SARS-CoV-2 is a newly emerging infectious disease, which originated from Wuhan in the Hubei province of China in late December 2019 [1]. Since then, it has rapidly spread all over the world, and at the time of writing this letter, WHO statistics show more than 1,696,588 cases and 105,952 deaths confirmed across the world [2]. Although there is no specific therapy for SARS-CoV-2 infection [3], combination therapy with antiviral and anti-inflammatory drugs accompanied by supportive treatment have been used for SARS-CoV-2 patients [4]. The combination of well-known HIV protease inhibitors, such as ritonavir with lopinavir, has also been a common approach to treat SARS-CoV-2. Insufficient outcome in severe cases is, however, one of the main challenges associated with the current antiviral-based therapy for SARS-CoV-2 [5]. In view of the long period required for novel drug discovery and the desperate need for a prompt response to this pandemic infection, one must resort to repurposing FDA-approved drugs. In this direction, our experience with other close members of coronaviruses such as SARS and MERS has taught us that repurposing the current drugs is a reasonable strategy.

Abelson tyrosine-protein kinase 2 (Abl2), the imatinib target, was required for efficient SARS-CoV and MERS-CoV replication in vitro [6]. Coleman et al. have shown that the imatinib target Abl2 is indispensable for efficient replication of SARS-CoV and MERS-CoV in vitro.

Abl kinase activity and associated pathways have been shown to be involved in the coronavirus fusion step with endosomal membrane as well as the cell-cell fusion that occurs late in infection [7]. The authors have shown that imatinib and two specific Abl kinase inhibitors (GNF2 and GNF5) could reduce infectious bronchitis virus (IBV) titres by blocking the early entry phase including the S-induced syncytia formation prior to the hemifusion step.

Figure 1

Abl kinase inhibition of early entry phases in the viral infectious cycle of SARS-CoV2. Upon binding of SARS-CoV2 spike protein to ACE2, the action of proteases at the cell membrane and in the endosomal compartment is required to complete the subsequent fusion steps of the virus. Abl kinase inhibitors act on proteases required for the completion of these steps by blocking their activity in SARS-CoV and MERS-CoV infection in vitro, and a similar activity of proteases is seen in SARS-CoV2

Saracatinib, an inhibitor of multiple members of the Src family of tyrosine kinases (SFK) (Fyn/Lyn), together with Abl2 kinase, interferes with the early stages of the MERS-CoV life cycle after internalisation into Huh-7 cells [8]. Because the SFKs regulate multiple signalling pathways, including EGF receptor (EGFR), Ras/Raf/MEK, PI3K/AKT, and JAK/STAT, the role of Abl kinase inhibition by saracatinib in the observed antiviral effect is not clear. A plethora of evidences support the idea of repurposing kinase inhibitors for inhibition of viral replication.

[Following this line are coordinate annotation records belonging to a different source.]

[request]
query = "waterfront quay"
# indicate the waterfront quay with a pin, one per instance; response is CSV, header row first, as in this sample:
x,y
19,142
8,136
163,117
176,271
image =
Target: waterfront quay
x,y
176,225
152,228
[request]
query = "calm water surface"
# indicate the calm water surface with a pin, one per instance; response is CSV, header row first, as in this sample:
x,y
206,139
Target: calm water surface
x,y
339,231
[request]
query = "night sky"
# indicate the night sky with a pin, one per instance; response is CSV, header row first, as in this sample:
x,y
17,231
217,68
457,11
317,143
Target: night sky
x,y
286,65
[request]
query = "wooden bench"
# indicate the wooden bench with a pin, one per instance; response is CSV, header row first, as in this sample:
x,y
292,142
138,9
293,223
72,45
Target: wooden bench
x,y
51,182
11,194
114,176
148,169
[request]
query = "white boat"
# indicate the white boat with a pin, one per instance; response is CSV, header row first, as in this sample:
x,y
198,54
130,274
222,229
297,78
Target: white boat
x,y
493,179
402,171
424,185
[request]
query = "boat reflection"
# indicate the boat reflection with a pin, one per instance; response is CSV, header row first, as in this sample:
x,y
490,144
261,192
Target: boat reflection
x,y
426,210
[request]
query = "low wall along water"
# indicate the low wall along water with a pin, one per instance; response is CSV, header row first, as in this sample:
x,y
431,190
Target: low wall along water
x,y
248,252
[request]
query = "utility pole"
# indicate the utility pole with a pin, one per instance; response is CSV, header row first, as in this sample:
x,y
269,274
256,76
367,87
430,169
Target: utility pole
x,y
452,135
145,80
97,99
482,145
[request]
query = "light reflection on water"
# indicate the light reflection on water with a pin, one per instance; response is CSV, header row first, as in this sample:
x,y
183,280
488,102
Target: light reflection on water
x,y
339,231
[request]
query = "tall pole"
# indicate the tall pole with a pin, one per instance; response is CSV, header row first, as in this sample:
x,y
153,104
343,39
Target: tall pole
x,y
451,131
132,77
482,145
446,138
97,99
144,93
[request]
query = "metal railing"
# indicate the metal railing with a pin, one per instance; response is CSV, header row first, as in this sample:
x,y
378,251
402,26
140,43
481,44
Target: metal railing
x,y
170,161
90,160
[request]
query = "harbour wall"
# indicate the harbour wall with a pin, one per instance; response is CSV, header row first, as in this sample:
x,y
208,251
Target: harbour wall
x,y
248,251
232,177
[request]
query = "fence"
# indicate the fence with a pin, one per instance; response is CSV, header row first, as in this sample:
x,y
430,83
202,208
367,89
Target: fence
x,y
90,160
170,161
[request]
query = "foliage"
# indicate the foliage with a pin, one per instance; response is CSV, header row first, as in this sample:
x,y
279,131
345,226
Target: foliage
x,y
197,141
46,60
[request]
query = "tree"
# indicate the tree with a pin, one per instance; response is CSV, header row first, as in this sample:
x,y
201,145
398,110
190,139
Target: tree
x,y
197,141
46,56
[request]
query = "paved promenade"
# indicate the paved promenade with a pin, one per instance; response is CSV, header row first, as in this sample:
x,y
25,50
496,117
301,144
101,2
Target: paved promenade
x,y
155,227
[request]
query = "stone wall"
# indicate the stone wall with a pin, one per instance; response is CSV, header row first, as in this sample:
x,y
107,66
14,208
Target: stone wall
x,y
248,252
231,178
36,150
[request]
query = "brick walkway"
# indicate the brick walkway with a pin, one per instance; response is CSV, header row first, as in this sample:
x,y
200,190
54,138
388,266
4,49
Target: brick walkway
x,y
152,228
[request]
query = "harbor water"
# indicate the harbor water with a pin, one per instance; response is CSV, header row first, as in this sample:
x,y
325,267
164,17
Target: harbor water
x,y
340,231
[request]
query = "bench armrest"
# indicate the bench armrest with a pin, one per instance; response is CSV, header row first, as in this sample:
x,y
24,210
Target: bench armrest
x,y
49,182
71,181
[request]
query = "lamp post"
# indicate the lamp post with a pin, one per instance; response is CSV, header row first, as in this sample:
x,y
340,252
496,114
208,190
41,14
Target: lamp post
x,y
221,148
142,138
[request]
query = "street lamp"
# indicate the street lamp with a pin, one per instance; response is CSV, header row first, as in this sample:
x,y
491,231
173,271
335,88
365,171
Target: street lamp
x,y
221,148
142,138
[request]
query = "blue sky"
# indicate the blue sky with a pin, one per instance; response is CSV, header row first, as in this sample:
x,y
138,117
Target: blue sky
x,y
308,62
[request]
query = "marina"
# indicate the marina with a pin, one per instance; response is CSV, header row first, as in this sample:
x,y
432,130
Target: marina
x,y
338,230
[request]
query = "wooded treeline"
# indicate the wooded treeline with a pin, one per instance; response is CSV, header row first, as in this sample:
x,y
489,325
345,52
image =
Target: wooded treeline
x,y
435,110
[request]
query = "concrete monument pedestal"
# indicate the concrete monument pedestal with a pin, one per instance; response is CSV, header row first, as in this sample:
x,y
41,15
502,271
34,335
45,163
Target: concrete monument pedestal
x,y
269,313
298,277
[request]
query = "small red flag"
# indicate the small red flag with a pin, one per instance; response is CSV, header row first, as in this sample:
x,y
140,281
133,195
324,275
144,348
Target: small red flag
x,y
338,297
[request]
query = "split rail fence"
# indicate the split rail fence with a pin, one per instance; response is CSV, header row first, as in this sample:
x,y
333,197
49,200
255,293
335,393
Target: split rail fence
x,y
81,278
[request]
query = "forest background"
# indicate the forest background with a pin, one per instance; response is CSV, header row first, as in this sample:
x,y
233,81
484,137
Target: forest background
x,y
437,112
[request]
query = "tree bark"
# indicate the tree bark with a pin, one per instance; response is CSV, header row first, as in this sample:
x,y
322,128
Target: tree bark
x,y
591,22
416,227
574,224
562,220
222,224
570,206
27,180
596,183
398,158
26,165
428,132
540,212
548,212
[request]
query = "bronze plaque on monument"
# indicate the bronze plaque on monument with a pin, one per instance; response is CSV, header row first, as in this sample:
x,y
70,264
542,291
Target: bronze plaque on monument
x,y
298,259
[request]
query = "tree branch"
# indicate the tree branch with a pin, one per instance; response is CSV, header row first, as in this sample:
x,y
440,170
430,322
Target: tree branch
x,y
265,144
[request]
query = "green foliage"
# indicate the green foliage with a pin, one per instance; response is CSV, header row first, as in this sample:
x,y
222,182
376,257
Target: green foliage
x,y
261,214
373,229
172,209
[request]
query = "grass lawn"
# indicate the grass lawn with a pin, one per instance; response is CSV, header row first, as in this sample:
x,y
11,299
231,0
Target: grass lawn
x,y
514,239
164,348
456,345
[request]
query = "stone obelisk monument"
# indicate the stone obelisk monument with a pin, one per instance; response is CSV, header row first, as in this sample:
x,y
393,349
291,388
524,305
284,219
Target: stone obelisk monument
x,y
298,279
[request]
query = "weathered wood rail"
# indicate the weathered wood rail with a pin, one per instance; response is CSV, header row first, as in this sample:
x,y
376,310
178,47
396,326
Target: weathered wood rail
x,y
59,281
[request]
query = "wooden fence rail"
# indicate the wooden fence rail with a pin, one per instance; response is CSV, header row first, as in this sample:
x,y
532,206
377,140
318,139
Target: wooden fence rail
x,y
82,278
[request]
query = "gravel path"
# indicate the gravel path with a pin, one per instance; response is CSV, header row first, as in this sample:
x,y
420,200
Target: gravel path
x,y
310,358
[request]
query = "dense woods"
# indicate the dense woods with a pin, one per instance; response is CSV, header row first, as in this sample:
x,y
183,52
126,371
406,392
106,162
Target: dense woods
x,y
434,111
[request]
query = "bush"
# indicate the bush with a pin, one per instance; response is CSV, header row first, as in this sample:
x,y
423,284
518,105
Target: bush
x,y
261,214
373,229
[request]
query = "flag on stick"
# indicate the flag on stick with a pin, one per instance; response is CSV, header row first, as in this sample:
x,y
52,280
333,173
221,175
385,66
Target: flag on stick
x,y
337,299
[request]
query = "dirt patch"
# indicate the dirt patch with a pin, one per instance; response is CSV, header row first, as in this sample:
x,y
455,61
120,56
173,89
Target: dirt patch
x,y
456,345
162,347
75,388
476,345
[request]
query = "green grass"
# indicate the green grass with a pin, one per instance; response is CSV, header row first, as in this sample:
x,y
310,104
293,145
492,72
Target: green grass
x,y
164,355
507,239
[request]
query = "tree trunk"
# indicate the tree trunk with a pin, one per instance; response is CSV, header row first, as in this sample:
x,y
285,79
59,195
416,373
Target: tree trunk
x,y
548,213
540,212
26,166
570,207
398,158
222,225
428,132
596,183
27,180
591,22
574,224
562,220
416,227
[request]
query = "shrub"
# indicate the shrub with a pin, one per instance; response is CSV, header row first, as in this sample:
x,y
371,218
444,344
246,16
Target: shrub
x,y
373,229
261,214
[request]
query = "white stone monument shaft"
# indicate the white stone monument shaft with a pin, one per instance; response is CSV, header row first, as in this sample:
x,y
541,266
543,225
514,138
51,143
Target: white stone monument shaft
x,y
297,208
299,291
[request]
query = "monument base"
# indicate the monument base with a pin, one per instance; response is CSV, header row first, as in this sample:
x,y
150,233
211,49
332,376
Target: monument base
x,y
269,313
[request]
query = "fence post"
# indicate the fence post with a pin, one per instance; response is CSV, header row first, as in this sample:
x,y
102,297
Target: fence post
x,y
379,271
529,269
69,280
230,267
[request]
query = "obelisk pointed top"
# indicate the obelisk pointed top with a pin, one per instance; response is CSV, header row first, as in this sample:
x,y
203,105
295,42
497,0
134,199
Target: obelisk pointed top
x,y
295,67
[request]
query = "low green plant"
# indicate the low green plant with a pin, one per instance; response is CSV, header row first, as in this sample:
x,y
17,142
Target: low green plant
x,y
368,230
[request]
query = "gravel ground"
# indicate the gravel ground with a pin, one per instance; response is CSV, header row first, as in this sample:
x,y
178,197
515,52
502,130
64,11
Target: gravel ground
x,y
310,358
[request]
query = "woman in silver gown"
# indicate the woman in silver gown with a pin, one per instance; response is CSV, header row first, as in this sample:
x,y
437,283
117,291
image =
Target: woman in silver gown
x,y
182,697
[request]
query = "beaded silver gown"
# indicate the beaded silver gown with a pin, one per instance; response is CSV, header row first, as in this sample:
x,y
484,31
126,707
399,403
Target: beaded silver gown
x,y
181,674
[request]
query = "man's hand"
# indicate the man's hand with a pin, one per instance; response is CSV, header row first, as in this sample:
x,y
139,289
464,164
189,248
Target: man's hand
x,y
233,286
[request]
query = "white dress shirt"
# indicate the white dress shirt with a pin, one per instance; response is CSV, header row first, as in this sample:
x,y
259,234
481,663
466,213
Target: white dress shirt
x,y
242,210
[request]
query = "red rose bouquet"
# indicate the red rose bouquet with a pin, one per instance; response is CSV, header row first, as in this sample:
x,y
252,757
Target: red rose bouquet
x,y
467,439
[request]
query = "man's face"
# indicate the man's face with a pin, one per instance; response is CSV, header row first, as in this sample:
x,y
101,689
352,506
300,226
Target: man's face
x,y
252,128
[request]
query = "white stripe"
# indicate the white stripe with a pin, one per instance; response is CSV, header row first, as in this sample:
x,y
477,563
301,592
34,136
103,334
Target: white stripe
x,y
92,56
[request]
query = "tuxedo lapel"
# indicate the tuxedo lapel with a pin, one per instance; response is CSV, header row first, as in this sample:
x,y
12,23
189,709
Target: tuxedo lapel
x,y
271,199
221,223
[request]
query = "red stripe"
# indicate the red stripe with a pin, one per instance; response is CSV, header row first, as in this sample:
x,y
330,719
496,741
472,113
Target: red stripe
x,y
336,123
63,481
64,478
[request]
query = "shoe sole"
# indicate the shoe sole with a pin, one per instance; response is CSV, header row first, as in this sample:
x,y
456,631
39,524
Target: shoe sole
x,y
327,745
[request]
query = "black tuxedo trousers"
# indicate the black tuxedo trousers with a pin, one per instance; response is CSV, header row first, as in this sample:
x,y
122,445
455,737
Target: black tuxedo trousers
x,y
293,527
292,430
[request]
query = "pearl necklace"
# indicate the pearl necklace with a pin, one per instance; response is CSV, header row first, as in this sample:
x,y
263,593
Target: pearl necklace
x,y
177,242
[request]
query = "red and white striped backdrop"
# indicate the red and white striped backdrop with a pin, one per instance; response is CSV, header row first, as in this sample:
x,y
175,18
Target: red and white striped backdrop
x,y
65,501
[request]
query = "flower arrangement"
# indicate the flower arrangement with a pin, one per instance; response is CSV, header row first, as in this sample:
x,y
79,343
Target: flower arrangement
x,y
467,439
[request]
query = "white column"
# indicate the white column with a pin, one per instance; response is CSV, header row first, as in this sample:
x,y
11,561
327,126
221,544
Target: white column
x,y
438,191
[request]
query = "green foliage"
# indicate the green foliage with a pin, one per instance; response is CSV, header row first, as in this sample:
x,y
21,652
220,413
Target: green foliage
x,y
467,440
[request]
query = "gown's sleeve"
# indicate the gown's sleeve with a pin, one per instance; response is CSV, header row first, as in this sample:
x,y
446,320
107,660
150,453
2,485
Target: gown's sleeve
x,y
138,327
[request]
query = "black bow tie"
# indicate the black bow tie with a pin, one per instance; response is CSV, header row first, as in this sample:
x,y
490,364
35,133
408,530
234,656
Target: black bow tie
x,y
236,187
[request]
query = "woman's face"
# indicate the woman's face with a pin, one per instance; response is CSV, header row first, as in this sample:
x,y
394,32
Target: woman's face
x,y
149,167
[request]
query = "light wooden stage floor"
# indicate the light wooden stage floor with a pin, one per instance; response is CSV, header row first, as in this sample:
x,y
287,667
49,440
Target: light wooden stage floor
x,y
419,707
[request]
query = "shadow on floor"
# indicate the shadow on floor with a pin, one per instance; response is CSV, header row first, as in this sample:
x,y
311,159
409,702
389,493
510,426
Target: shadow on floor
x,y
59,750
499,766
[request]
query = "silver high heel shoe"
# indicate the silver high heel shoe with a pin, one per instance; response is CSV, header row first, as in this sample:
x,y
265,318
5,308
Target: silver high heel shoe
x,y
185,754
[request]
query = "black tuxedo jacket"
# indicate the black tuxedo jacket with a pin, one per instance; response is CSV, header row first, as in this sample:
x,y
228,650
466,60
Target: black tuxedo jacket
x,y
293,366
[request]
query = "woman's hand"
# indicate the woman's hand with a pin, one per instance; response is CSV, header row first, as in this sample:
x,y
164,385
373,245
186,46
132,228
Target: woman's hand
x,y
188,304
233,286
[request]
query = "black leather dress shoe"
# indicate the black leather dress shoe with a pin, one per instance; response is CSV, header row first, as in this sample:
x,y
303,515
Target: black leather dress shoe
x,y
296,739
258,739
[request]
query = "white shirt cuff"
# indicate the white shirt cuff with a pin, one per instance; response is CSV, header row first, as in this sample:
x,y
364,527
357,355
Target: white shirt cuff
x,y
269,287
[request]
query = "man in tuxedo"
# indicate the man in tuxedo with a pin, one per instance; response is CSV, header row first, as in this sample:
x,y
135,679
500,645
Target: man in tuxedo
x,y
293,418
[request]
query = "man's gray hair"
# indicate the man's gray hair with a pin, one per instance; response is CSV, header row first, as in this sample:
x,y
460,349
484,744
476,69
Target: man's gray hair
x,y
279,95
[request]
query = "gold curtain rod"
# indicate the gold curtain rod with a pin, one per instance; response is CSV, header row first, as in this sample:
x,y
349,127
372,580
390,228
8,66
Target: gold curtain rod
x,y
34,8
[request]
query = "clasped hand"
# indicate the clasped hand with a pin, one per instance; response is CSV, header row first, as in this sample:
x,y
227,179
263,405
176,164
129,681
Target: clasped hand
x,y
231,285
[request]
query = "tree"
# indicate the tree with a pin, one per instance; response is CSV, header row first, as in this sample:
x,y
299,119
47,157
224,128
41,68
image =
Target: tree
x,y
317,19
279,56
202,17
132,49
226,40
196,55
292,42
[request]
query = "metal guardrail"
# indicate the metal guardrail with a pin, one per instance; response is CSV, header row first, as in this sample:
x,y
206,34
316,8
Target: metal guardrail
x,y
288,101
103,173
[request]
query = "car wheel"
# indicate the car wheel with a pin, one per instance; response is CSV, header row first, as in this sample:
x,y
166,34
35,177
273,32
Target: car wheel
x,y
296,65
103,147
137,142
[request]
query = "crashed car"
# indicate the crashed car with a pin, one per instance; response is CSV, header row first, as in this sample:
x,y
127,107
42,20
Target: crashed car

Although there are differences in the transmission and mortality rates, there are many similarities in the genetics, pathogenesis, clinical manifestation, etc. between SARS-CoV, MERS-Cov, and SARS-CoV-2 [9]. Previous valuable lessons learned from other coronavirus outbreaks and a plethora of research data on this topic can help us select the best treatment strategy for managing the 2020 pandemic. Taken together, repurposing the FDA-approved Abl2 inhibitors imatinib and saracatinib should be clinically tested for their antiviral effects in the early stage of SARS-CoV-2 infection, either alone or in combination with current antiviral drugs (except ritonavir, due to its interaction with imatinib).

Conflict of interest

The authors declare no conflict of interest.